If kindness is magic, gossip is….the opposite of that. Maybe dark magic? Anyway, besides the obvious fact that gossip is not cool, it’s also harmful to your career. You certainly don’t want to be remembered for talking bad about your co-workers. Dealing with office gossip can be a challenge, especially when someone else brings it up. You can’t exactly stand up and say what you’re doing is wrong without damaging co-worker relationships.
Most of us have been deeply affected by gossip at some point in our lives. I mean, all you have to do is think back to high school. When you’re dealing with office gossip, you need the right tools, so the workplace doesn’t turn into your old high school cafeteria. Read on to find out how to go about dealing with office gossip in a way that doesn’t cost you your next promotion.Dealing with Office Gossip? Our Best Tools to Get Through Without Losing a Promotion Click To Tweet
Think back to the last time you told someone something you shouldn’t have. It felt pretty gross, right? I would be surprised if any of us had memories of gossip we felt great about. When it gets down to it, gossip just makes you feel like an impostor.
When you’re in a situation where someone starts to gossip and you feel that bad feeling, you’ll be reminded to get out of that situation. Our bodies are made for fight or flight and there’s no reason we can’t apply that to gossip.
The icky feeling of being involved in gossip can trigger your best flight skills for a smooth exit or non-awkward transition.

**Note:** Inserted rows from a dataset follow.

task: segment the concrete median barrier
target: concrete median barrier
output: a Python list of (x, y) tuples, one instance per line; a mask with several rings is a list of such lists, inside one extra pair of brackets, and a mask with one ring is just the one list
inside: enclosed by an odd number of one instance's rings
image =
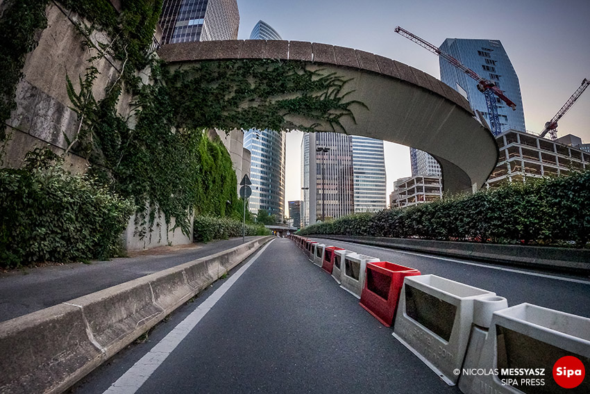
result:
[(0, 393), (62, 393), (271, 239), (0, 323)]
[(447, 384), (459, 379), (473, 322), (473, 302), (495, 293), (436, 275), (406, 277), (394, 336)]
[(321, 267), (323, 263), (323, 254), (326, 250), (326, 245), (320, 243), (316, 245), (316, 252), (314, 254), (314, 264), (318, 267)]
[[(560, 367), (562, 358), (577, 359), (580, 365), (590, 366), (590, 319), (521, 304), (494, 313), (489, 331), (483, 339), (471, 341), (465, 357), (459, 388), (465, 394), (573, 394), (590, 393), (590, 379), (575, 368)], [(483, 345), (480, 344), (483, 343)], [(477, 347), (481, 346), (482, 350)], [(473, 349), (472, 349), (472, 347)], [(562, 368), (562, 370), (559, 370)], [(480, 370), (494, 373), (480, 374)], [(562, 386), (557, 381), (573, 381)], [(576, 385), (577, 384), (577, 385)]]
[(360, 299), (364, 284), (366, 263), (373, 261), (379, 261), (379, 259), (357, 253), (347, 254), (341, 268), (342, 273), (340, 275), (340, 287)]
[(344, 256), (351, 253), (354, 253), (354, 252), (346, 249), (341, 249), (334, 252), (334, 263), (332, 265), (332, 277), (339, 284), (342, 282), (342, 270), (344, 266)]

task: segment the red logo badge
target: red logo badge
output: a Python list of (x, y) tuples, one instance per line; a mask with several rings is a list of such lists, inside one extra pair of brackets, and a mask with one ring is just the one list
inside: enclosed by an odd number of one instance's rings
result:
[(553, 379), (564, 388), (578, 387), (584, 381), (585, 375), (584, 364), (573, 356), (562, 357), (553, 366)]

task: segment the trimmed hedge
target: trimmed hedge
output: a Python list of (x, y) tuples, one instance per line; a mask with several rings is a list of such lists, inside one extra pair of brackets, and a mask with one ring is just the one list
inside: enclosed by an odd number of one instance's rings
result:
[[(133, 208), (84, 175), (33, 151), (22, 170), (0, 170), (0, 267), (85, 261), (119, 254)], [(44, 165), (45, 159), (56, 164)]]
[[(242, 236), (242, 222), (229, 217), (196, 216), (194, 218), (194, 242), (209, 242)], [(271, 231), (262, 224), (246, 224), (246, 236), (269, 236)]]
[(528, 179), (472, 195), (345, 216), (297, 234), (338, 234), (506, 244), (585, 246), (590, 171)]

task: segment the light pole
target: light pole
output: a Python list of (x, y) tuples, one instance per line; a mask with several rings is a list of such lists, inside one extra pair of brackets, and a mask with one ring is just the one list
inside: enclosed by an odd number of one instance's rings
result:
[(330, 151), (330, 148), (326, 147), (318, 147), (316, 151), (321, 154), (321, 164), (320, 165), (320, 177), (321, 178), (321, 221), (326, 222), (326, 213), (324, 212), (324, 196), (326, 195), (326, 185), (323, 180), (323, 163), (325, 154)]

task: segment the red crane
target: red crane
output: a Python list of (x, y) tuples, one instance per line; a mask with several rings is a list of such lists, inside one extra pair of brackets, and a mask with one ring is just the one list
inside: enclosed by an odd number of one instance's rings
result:
[(397, 26), (396, 28), (396, 33), (405, 37), (410, 41), (418, 44), (423, 48), (425, 48), (433, 54), (443, 58), (451, 65), (454, 65), (477, 81), (478, 90), (485, 95), (491, 132), (494, 136), (498, 136), (502, 132), (500, 125), (500, 118), (498, 116), (498, 106), (496, 104), (496, 97), (494, 96), (497, 96), (500, 98), (500, 100), (506, 103), (506, 105), (512, 108), (513, 110), (516, 109), (516, 104), (504, 95), (504, 92), (496, 85), (495, 82), (482, 78), (475, 71), (466, 67), (461, 62), (448, 54), (443, 52), (428, 41), (420, 38), (417, 35), (412, 34), (400, 26)]
[(564, 104), (564, 106), (562, 107), (562, 109), (555, 114), (555, 116), (553, 118), (545, 124), (545, 129), (543, 129), (543, 131), (540, 134), (540, 137), (544, 137), (547, 133), (549, 133), (549, 135), (551, 136), (552, 140), (555, 140), (557, 138), (557, 121), (559, 120), (562, 116), (564, 116), (566, 113), (571, 108), (573, 104), (580, 98), (580, 96), (586, 90), (586, 88), (588, 88), (588, 85), (590, 85), (590, 81), (588, 81), (587, 79), (584, 79), (584, 81), (582, 81), (582, 85), (580, 85), (580, 88), (573, 92), (573, 95), (571, 95), (571, 97), (566, 101), (566, 104)]

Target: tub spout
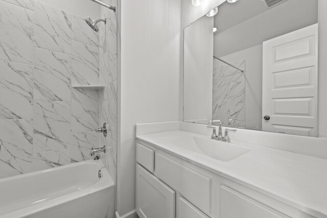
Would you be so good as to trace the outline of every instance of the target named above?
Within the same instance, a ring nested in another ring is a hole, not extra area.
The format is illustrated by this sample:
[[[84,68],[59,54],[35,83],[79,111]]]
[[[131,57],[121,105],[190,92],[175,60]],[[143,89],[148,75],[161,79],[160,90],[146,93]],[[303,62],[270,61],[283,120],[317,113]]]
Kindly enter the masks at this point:
[[[90,152],[90,156],[93,156],[95,155],[96,153],[103,152],[106,153],[107,151],[107,148],[106,146],[104,146],[103,148],[98,148],[97,149],[92,148],[91,152]]]

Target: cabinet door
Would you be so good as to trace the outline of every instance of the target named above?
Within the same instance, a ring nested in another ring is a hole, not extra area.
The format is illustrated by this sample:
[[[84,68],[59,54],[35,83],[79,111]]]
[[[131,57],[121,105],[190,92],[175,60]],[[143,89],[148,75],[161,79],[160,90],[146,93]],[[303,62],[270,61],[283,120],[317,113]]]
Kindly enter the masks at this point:
[[[209,218],[183,197],[178,199],[178,218]]]
[[[175,191],[136,164],[136,212],[140,218],[175,218]]]
[[[220,187],[220,218],[286,218],[287,216],[231,188]]]

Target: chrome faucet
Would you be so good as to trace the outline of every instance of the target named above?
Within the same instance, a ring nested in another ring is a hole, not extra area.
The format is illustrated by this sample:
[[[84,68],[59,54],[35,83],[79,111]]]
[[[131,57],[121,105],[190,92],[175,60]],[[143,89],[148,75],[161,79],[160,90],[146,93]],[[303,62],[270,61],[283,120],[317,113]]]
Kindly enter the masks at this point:
[[[103,148],[98,148],[97,149],[92,148],[92,150],[90,152],[90,156],[93,156],[95,155],[96,153],[98,153],[100,152],[106,153],[106,151],[107,151],[107,148],[105,146],[104,146]]]
[[[216,133],[216,127],[213,126],[213,124],[215,123],[218,123],[219,125],[218,135]],[[217,140],[217,141],[225,141],[226,142],[230,142],[230,138],[229,138],[229,135],[228,134],[229,131],[236,131],[236,130],[226,128],[225,130],[225,136],[223,136],[221,121],[219,120],[210,120],[207,127],[213,129],[213,134],[211,135],[212,139]]]
[[[103,124],[103,127],[100,127],[100,128],[98,128],[96,130],[96,132],[102,132],[103,133],[103,136],[104,137],[107,136],[107,129],[108,129],[107,127],[107,124],[105,123]]]
[[[239,122],[239,119],[237,118],[232,118],[228,119],[228,127],[231,127],[231,122],[232,122],[233,120],[235,120],[236,123],[238,123]]]

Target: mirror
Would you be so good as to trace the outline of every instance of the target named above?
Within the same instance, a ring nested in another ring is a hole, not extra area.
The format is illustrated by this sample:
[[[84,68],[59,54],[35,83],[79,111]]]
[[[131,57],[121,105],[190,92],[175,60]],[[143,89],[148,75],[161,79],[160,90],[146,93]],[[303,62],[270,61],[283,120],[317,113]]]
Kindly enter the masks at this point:
[[[274,2],[225,2],[184,29],[184,122],[317,136],[318,0]]]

Just because someone starts gossiping to you, doesn’t mean you have to get involved. The problem is that when we hear gossip, our first instinct is to gossip right back. We immediately think of the juiciest dirt we have or what our opinion on the matter is.
Lori Harder of the Earn Your Happy podcast says to this, “Gossip blocks your blessings.”
Instead of replying with your own gossip or your opinion on someone’s faults, talk back with love. When someone tells you something bad about someone, reply with something you admire about them.
For example, say your colleague starts talking about how annoying someone is. You could reply, “You know, whenever I think of [that person] I remember [insert compliment]. Or “Nah, [insert name] is awesome. Do you remember [insert compliment]?”
Gossip seems to take us back to high school where we didn’t talk back to gossip, but you’re in the real world now. You can disagree with someone in a friendly way.
In the long run, you want to become someone that people don’t want to gossip around. You want them to know that gossip isn’t your thing. Want to talk The Voice or New Girl? Sure. But gossip is a no.
If you want to be irreplaceable in the office, gossip cannot be the thing you’re known for, so keep shutting it down.
Over time, your colleagues will figure out that you’re not going to be someone they vent about all their petty frustrations to.
But no matter how annoying or wrong someone is, it’s never a good thing to talk bad about them. It’s just not your business.
So in these times, remind yourself that everyone is going through something really hard. You can look at your own life to know that’s true.
People go through challenges that you can’t see. So do you really want to be the person that puts them down when they’re going through something painful/depressing/terrible/hard?
I like to remember this especially when I don’t understand why someone would do something. We just don’t know their motives or what they could be going through that would make them do something mean or annoying, so we can’t judge.
The next hardest time not to gossip about someone is when they’ve gossiped about you. But remember this, it won’t change anything if you gossip back. What they say about you does not define you. It only reveals their true nature.
It’s not your business what other people think about you and it really doesn’t matter. The only time that I would consider doing something about this is if it could impact how your boss sees you.
When that happens, in your next 1-1 with your boss just tell them, “I don’t know if you heard about this [gossip], I wanted to make sure that you knew it isn’t true and it doesn’t affect my performance.” Case closed.